An archaic by-law banning Parisian women from wearing trousers has finally been repealed 214 years after it was originally introduced.
The November 1799 decree stipulated that any woman wishing to wear men’s clothing in the French capital had to seek official permission from the city authorities.
It was amended two times a century later, when women were given the freedom to don “pantalons” [trousers] if they were “holding the handlebars of a bicycle or the reins of a horse.”
The decree was passed when the working class fashion of wearing long trousers (as opposed to the aristocratic knee-length “culottes”) became a symbol of the French revolution. The rule therefore symbolically barred women from the revolutionary rank and file, known at the time as the “sans-culottes”.
‘A museum piece’
In 2010, a group of Green Party lawmakers began a campaign to get the absurd by-law, held in the archives of the Paris Prefecture [police headquarters] and technically still in force, struck off permanently.

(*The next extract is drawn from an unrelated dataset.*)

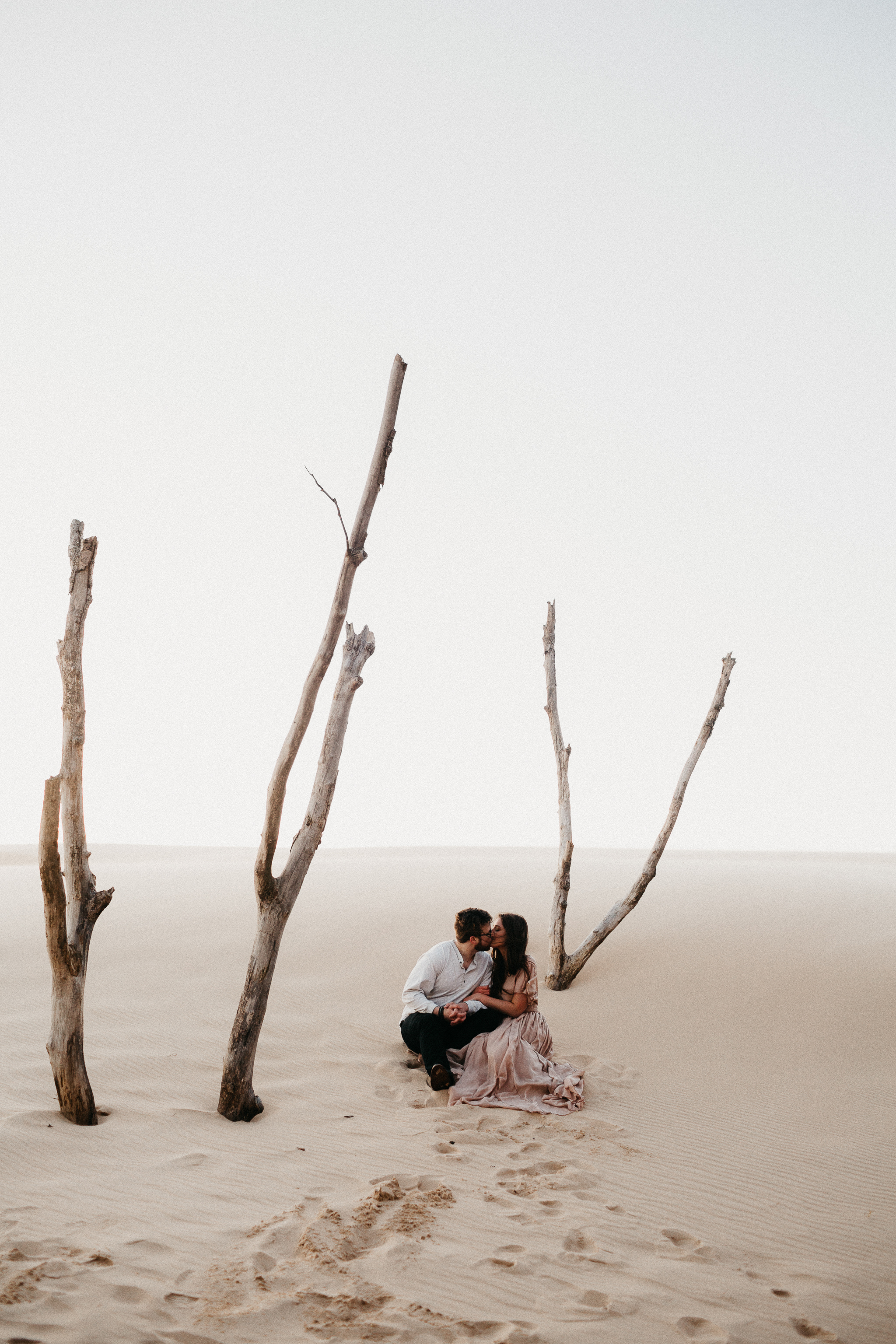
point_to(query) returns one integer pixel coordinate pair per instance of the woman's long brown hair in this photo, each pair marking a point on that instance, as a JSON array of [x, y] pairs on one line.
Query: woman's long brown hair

The group faced surprising resistance from the prefecture, which considered the effort “removing a piece of judicial archaeology” a “waste of time”.
A fresh application for the decree to be officially removed from the prefecture’s official documentation was made in 2012 by a member of parliament for the opposition UMP party.

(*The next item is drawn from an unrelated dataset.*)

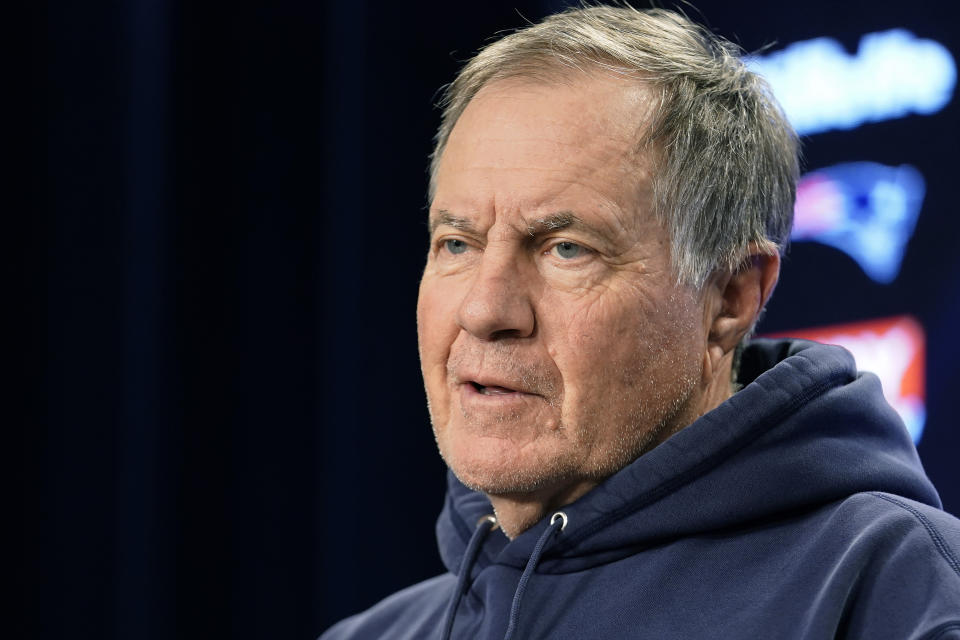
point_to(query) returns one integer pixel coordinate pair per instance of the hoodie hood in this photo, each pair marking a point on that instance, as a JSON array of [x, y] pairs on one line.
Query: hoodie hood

This time, the request was taken seriously, and the 1799 law was last week officially confirmed null and void.
French Minister for Women’s Rights Najat Vallaud-Belkacem said the rule was “incompatible with the principles of equality between men and women that are written into the constitution, as well as in France’s European engagements.”
“Because of this incompatibility, this by-law is implicitly repealed,” she added. “It has absolutely no legal effect. The document is nothing but a museum piece.”